The BepiColombo spacecraft, the product of a partnership between the European Space Agency and Japan’s JAXA space agency, will launch in October 2018 for the third-ever mission to reach Mercury. Understanding Mercury has so far been a difficult process, since spaceships have to enter the planet’s unusually thin atmosphere very slowly to avoid smashing into its surface upon arrival. Instead, BepiColombo will have to artfully enter with a series of fly-bys, once around Earth and multiple times around Venus and Mercury. It’s a time-consuming process, but the good news is that BepiColombo has a camera to make the journey worthwhile.
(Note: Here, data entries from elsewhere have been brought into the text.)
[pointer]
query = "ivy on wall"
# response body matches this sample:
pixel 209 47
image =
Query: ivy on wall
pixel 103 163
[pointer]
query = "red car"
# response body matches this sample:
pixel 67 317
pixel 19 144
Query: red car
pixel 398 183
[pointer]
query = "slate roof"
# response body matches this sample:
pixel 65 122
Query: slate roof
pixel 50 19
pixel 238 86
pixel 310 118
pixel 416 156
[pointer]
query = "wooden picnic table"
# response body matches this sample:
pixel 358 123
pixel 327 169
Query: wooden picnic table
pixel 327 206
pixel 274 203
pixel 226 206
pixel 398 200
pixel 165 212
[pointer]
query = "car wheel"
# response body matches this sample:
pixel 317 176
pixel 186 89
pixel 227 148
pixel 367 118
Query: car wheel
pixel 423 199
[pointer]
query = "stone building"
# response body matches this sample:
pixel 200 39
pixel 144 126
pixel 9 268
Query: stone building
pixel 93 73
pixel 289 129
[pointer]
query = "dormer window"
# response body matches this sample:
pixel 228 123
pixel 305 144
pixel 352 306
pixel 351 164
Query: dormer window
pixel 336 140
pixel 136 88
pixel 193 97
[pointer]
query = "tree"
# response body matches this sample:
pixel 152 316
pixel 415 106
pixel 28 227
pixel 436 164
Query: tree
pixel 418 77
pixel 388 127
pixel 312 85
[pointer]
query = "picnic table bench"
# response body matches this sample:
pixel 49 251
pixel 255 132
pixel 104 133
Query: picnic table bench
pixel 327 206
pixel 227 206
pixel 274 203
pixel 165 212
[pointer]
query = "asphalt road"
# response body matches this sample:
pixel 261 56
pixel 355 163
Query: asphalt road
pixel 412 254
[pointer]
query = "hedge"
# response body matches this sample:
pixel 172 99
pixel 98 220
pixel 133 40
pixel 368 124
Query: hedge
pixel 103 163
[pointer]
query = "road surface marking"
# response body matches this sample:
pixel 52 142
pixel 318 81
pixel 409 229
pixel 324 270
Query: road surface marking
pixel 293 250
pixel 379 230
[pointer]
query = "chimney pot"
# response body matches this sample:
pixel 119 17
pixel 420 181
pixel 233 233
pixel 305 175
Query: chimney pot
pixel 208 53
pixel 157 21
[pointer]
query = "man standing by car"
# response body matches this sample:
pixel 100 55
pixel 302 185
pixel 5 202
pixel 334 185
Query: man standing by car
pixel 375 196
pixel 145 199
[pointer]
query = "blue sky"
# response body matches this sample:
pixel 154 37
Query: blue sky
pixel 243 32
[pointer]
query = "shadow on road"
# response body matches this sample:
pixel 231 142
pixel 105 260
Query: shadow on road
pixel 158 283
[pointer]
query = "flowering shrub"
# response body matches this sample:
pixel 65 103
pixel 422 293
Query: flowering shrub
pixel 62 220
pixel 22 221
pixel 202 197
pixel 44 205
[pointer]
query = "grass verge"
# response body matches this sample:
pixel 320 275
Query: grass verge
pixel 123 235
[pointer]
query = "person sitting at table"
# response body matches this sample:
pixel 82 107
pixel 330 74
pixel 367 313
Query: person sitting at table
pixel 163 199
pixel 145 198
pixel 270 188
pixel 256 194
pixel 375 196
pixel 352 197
“Mercury is the least explored of the rocky planets, but not because it is uninteresting,” Professor Alvaro Giménez Cañete, the director of science at the European Space Agency, told the Guardian. “It’s because it’s difficult – difficult to get there, even more difficult to work there.”

Telescopes on Earth don’t quite suffice when it comes to studying Mercury, since the sun gives off a bright glare. And though space exploration missions to better understand the planet date back to the 1970s with Mariner 10, working with Mercury’s “pizza oven” conditions is particularly challenging for craft designers. The last mission, launched in 2011 with NASA’s Messenger, crashed in 2015.

Scientists just made the final round of tests on BepiColombo after delaying their mission due to “a problem in one of [its] power processing units.” From here on, they’ll cross their fingers that the space craft holds up in Mercury’s unbelievable heat and radiation. If successful, scientists expect to gather some key information about the birth of our solar system.